The view that historians until recently had of nineteenth century middle class sexuality was a caricature. Prudery, as repugnance of sexual contact and the cold, highly functional asexuality within the privacy of marriage was complemented by male permissiveness within the public arena. This is not to suggest that these attitudes were untrue but asks to what extent they were typical and representative of the experience of the middle class as a whole. The dominant attitudes to male and female sexuality were both a means of female sexual control and of male sexual license. There was, Jeffrey Weeks[19] argues “no Golden Age of sexual propriety, and the search for it in the mythologised past tells us more about present confusions than past glories.”
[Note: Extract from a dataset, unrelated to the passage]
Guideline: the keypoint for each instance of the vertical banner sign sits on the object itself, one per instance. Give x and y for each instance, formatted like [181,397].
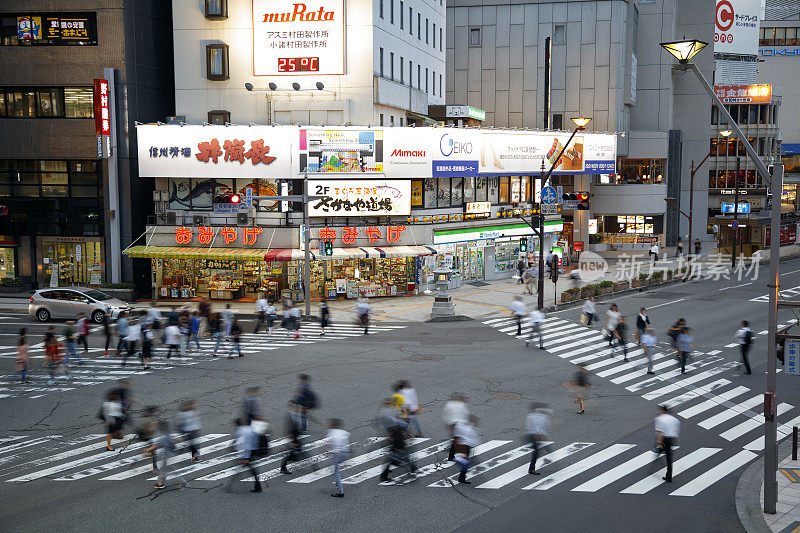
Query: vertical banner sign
[102,118]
Sex education, family limitation and sexuality

Sex education was as contentious then as it is today. Sex education for young girls was usually assigned to their mothers. However, this was increasingly felt to be an unsatisfactory approach and by the 1890s, there was considerable support for girls being taught ‘some of the necessary physical facts’. The content of that education remained a difficult question. The Reverend Edward Lyttleton was quite clear in 1900 that more sex education was needed but that girls required less information than boys. He argued, “for most girls it would be enough for the parent to advise that the seed of life is entrusted by God to the father in a very wonderful way, and that after marriage he is allowed to give it to his wife.” The problem was that sex education was inextricably linked to different views about female sexual character and the religious emphasis on moral restraint.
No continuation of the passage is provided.